This summer there were at least three posts about children with autism that went viral. I wrote about one in my monthly post on The Gloria Sirens, and how it reminded me of The One Question You Should Ask Yourself in the Middle of a Breakdown.
The posts were the kind of messy victory stories that I love — that adorable little boy in his cowboy suit breaking through to his first words. The Universal Studios meltdown and deep breathing. I wondered how I would have handled our messiest stories if there was Twitter and Instagram back in the dark ages of the beginning of this millennia.
When Henry was about five, we were in our Starbucks with a group of senior citizens. Henry was flapping a green straw — it was always a green straw which is why we were always in Starbucks. A tall, lanky gentleman with glasses got up from the group’s conversation to point at Henry and ask me, “Is that autism? Is that what he has?”
“Yes, how did you know?” I said.
“I saw it on Diane Sawyer.”
In that moment, I was no longer alone. I know it’s hard to believe but 20 years ago, it was unusual to see someone with autism. Collectively, we didn’t go out a lot. If you did see a parent braving the grocery store you probably wouldn’t have known what the deal was with that kid.
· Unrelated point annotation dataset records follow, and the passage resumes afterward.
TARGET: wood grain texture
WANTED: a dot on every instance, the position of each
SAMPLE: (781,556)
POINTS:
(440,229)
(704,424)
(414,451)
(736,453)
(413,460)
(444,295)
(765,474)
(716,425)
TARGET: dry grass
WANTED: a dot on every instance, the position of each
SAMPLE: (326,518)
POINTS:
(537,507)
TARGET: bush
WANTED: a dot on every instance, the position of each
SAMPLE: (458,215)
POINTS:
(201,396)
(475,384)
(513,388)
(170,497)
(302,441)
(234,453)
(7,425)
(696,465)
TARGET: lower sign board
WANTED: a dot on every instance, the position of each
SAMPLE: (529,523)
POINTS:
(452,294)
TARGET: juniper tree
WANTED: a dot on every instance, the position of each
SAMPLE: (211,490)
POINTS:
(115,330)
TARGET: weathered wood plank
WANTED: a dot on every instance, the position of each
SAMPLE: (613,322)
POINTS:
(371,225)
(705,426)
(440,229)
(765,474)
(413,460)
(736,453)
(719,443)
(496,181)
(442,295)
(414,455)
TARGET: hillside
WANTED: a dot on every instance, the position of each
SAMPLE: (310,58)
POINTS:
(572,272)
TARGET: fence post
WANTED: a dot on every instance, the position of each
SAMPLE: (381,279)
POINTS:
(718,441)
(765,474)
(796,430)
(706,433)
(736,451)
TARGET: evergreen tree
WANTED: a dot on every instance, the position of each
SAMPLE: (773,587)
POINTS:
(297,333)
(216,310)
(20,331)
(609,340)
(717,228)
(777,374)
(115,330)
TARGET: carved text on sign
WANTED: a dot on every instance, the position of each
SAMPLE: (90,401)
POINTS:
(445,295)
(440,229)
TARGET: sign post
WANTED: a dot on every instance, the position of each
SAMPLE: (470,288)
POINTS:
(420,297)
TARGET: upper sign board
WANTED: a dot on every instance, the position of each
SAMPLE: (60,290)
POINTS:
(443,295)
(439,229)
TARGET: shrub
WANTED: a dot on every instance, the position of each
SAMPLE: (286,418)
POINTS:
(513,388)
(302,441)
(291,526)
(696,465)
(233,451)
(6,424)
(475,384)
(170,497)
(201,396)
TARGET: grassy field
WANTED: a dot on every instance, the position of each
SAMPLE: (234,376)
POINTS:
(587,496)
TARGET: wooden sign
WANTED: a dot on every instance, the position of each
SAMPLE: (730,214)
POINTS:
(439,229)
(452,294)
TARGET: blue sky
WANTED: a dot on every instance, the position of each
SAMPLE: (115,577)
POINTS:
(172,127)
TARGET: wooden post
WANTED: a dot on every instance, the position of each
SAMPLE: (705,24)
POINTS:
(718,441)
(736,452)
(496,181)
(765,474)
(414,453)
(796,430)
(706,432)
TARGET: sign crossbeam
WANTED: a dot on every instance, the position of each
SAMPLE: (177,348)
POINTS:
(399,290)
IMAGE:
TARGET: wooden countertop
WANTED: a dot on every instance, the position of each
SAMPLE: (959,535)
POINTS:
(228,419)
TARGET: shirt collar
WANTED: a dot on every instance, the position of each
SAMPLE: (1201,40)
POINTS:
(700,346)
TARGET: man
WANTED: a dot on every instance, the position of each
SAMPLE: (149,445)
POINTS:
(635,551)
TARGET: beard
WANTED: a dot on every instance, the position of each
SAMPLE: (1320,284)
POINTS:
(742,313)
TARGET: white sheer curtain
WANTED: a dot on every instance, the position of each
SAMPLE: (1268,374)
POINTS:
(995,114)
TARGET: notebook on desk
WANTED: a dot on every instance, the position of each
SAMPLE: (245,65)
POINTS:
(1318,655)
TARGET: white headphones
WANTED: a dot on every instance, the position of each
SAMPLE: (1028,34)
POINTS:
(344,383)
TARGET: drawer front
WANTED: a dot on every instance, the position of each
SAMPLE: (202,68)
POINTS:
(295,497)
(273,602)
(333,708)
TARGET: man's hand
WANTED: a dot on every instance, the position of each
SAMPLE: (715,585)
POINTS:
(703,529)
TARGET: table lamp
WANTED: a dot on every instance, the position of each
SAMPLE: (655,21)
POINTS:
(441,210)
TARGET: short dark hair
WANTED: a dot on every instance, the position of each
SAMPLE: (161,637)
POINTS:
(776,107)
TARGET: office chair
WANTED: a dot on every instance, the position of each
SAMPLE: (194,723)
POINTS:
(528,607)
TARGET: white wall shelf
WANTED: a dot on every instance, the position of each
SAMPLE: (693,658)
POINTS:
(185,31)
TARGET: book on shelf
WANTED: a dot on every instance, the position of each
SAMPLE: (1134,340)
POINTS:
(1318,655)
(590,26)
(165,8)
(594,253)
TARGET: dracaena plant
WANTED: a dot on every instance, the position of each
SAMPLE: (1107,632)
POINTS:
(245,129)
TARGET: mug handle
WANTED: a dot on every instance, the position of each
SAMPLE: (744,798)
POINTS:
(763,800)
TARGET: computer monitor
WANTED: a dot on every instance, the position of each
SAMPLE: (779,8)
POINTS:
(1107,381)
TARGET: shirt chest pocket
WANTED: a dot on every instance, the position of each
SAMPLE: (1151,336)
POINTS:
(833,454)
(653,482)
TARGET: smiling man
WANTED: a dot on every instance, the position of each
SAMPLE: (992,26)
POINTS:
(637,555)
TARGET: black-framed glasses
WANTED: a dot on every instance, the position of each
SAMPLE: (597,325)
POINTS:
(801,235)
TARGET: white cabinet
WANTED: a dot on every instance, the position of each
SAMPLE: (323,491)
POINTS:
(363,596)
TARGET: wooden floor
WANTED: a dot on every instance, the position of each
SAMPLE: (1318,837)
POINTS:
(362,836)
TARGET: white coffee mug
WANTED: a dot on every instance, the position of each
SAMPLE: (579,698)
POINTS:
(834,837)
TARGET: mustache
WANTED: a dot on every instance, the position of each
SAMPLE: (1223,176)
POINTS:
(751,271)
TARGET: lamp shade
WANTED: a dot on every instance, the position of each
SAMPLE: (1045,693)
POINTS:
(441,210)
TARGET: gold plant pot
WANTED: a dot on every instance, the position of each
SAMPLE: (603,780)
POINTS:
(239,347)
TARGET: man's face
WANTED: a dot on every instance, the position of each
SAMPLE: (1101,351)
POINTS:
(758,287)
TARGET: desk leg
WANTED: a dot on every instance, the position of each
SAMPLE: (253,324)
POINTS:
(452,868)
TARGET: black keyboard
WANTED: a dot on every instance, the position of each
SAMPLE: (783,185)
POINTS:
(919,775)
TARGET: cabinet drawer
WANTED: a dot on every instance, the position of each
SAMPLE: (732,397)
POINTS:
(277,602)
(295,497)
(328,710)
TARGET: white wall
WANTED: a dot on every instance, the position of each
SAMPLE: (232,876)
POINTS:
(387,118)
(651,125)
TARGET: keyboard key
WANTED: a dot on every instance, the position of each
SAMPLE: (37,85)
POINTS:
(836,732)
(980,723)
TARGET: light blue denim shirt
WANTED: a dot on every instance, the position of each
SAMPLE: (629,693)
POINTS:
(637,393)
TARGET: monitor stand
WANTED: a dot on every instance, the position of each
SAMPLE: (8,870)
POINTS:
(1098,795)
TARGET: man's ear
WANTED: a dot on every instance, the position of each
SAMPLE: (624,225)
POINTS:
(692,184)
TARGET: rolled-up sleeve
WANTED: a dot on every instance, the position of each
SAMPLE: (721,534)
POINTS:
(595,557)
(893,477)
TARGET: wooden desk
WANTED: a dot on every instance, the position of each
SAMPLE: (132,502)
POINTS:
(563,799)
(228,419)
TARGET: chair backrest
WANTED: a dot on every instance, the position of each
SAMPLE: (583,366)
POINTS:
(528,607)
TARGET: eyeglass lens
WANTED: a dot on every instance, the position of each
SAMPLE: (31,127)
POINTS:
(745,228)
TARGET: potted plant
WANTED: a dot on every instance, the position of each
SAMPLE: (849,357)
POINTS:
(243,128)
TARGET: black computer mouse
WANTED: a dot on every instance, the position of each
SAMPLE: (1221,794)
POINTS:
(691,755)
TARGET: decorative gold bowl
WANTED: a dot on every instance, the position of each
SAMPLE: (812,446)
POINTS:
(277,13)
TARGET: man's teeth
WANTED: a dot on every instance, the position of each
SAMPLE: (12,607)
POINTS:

Other toddlers and pre-k kids had mousse in their hair and little khaki shorts with plaid shirts tucked in. Henry wore pull-on shorts and a t-shirt with marks on the neckline from where he chewed it. He had a scab on top of his nose from obsessively flicking his fingernail across the skin. I had the hollowed out eyes of someone always searching — for the next treatment, the next cure, his other shoe.
We weren’t cute. We weren’t victorious. It wasn’t adorable. It was filled with poop. No, really. Some children with autism smear their feces. Henry was one of the some who did — on the walls of his room, on the keyboard of the desktop computer, into the CD rom drive. If you’re too young to picture a CD rom drive, imagine cleaning poop out of the port to your iPhone.
Social media is filled with our sizzle reels while our blooper reels remain hidden from likes. So much of my early childhood parenting was more blooper reel than sizzle. I’m guessing that’s still the case for most families. But I’m hopeful that all of our stories will be more and more tweetable. That we’ll share the messiness in our lives along with the wins. It makes those victories, and those meltdowns, richer for us all.